Daarnaast vinden wij het percentage gevallen, waarin de huisartsen chronisch veneuze insufficiëntie als waarschijnlijkheidsdiagnose voor het enkeloedeem noemden, n.l. 86%, erg hoog. In het recente verleden werd door onze polikliniek geparticipeerd in een multicenter trial. Huisartsen selecteerden patiënten met enkeloedeem op grond van anamnestische en klinische criteria voor chronisch veneuze insufficiëntie en verwezen deze voor flebologisch Doppler-sonografisch en lichtreflexreografisch onderzoek. Het aantal doorverwijzingen in alle centra was laag. Bij veel doorverwezen patiënten konden de criteria voor chronisch veneuze insufficiëntie niet worden geobjectiveerd. Onze ervaringen met deze multicenter trial roepen bij ons het vermoeden op dat het stellen van de diagnose chronisch veneuze insufficiëntie in de eerst lijn een lastig probleem is.
Neumann HAM. Flebologie in kort bestek. Mijdrecht: BV ZymaNederland, 1988: 108-11.
Bergqvist D, Hallböök T, Lindblad B, Lindhagen A. A double-blind trial of O-(beta-hydroxyethyl)-rutoside in patients with chronic venous insufficiency. Vasa 1981; 10: 253-60.

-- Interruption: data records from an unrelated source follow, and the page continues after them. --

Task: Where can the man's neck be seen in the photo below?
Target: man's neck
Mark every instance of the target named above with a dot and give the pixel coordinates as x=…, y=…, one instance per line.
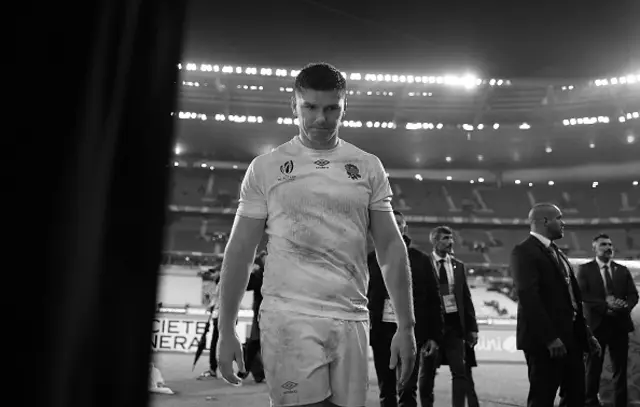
x=441, y=254
x=314, y=145
x=542, y=233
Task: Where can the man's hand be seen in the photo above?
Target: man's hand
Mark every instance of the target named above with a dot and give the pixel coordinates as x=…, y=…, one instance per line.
x=430, y=348
x=230, y=350
x=473, y=339
x=594, y=347
x=403, y=353
x=557, y=348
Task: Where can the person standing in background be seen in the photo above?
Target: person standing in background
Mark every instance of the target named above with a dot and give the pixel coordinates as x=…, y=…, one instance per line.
x=460, y=325
x=428, y=315
x=471, y=362
x=253, y=361
x=213, y=307
x=551, y=329
x=608, y=296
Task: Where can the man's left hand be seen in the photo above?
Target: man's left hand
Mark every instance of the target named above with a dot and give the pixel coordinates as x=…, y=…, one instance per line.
x=403, y=353
x=594, y=347
x=473, y=339
x=430, y=348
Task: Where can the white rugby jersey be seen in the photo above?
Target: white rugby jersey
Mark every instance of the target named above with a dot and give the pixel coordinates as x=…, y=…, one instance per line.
x=316, y=204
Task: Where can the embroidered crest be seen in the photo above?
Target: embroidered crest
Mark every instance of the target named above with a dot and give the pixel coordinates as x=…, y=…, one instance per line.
x=352, y=171
x=321, y=163
x=287, y=168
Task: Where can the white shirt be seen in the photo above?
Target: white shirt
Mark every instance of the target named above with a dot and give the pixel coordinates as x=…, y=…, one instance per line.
x=448, y=266
x=601, y=265
x=316, y=205
x=544, y=240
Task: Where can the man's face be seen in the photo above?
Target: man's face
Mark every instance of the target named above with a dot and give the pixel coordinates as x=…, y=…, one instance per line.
x=319, y=113
x=603, y=248
x=554, y=224
x=444, y=243
x=402, y=224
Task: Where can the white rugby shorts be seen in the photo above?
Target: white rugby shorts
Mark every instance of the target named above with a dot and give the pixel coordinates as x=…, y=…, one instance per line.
x=310, y=359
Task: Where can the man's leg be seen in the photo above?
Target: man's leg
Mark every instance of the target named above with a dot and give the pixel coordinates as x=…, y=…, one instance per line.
x=572, y=372
x=454, y=350
x=426, y=377
x=544, y=378
x=348, y=347
x=251, y=361
x=408, y=395
x=472, y=397
x=381, y=346
x=295, y=358
x=213, y=361
x=593, y=370
x=619, y=353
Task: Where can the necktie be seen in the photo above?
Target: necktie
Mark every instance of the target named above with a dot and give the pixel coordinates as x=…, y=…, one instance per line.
x=565, y=272
x=554, y=252
x=444, y=281
x=608, y=279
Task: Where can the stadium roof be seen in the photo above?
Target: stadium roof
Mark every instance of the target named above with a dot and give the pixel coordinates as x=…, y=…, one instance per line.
x=544, y=38
x=233, y=113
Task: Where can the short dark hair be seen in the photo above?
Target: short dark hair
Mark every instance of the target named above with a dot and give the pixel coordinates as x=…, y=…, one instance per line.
x=320, y=76
x=439, y=230
x=398, y=213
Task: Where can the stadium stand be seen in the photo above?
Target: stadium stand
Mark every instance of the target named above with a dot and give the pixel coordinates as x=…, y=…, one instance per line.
x=219, y=189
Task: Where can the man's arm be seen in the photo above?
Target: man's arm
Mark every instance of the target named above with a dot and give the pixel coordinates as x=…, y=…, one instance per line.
x=469, y=309
x=394, y=263
x=435, y=317
x=632, y=291
x=239, y=254
x=526, y=280
x=588, y=296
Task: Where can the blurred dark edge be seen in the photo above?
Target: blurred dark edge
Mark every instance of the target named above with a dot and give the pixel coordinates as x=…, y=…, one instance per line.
x=98, y=82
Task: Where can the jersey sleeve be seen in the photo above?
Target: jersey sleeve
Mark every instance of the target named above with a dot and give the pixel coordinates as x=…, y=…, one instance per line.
x=380, y=188
x=253, y=200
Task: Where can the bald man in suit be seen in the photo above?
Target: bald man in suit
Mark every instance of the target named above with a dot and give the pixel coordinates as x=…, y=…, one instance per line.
x=551, y=328
x=608, y=296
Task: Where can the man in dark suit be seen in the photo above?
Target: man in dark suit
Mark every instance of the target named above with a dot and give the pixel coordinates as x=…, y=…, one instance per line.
x=551, y=329
x=608, y=296
x=460, y=326
x=428, y=329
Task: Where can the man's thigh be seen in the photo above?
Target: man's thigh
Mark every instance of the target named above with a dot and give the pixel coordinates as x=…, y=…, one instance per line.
x=295, y=360
x=455, y=354
x=349, y=368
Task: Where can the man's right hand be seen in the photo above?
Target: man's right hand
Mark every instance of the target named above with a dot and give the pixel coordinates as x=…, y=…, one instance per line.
x=230, y=350
x=557, y=349
x=403, y=353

Belcaro G, Rulo A, Candiani C. Evaluation of the microcirculatory effects of Venoruton in patients with chronic venous hypertension by laserdoppler flowmetry, transcutaneous PO2 and PCO2 measurements, leg volumetry and ambulatory venous pressure measurements. Vasa 1989; 18: 146-51.
(Geen onderwerp)
Maastricht, september 1990,
Wij danken de collegae Veraart, Korstanje en Hulsmans voor hun aanvullende opmerkingen. Het uitgangspunt van ons artikel was niet een volledig overzicht te geven van de therapeutische mogelijkheden bij enkeloedeem als gevolg van chronisch veneuze insufficiëntie. De venotrope farmaca waren niet in het overzicht opgenomen, daar wij van mening zijn dat het gunstige effect van deze middelen op de symptomen van chronisch veneuze insufficiëntie in het huisartsgeneeskundige indicatiegebied (nog) niet afdoende is aangetoond.
Het door ons gevonden cijfer, het percentage huisartsen dat chronisch veneuze insufficiëntie als waarschijnlijkheidsdiagnose bij de ziektegeschiedenis noemt, is niet te vergelijken met een schatting die gemaakt kan worden op basis van de patiënteninstroom van de trial waar de auteurs naar verwijzen. Bovendien is het een bekend fenomeen dat zodra begonnen wordt met een trial, heel vaak blijkt dat er plotseling veel minder patiënten met de onderzochte aandoening ‘gevonden’ worden dan op grond van de dagelijkse praktijk was ingeschat.
De behoefte aan rechtstreekse prevalentiestudies wordt door de opmerking van collegae Veraart et al. nog eens onderstreept.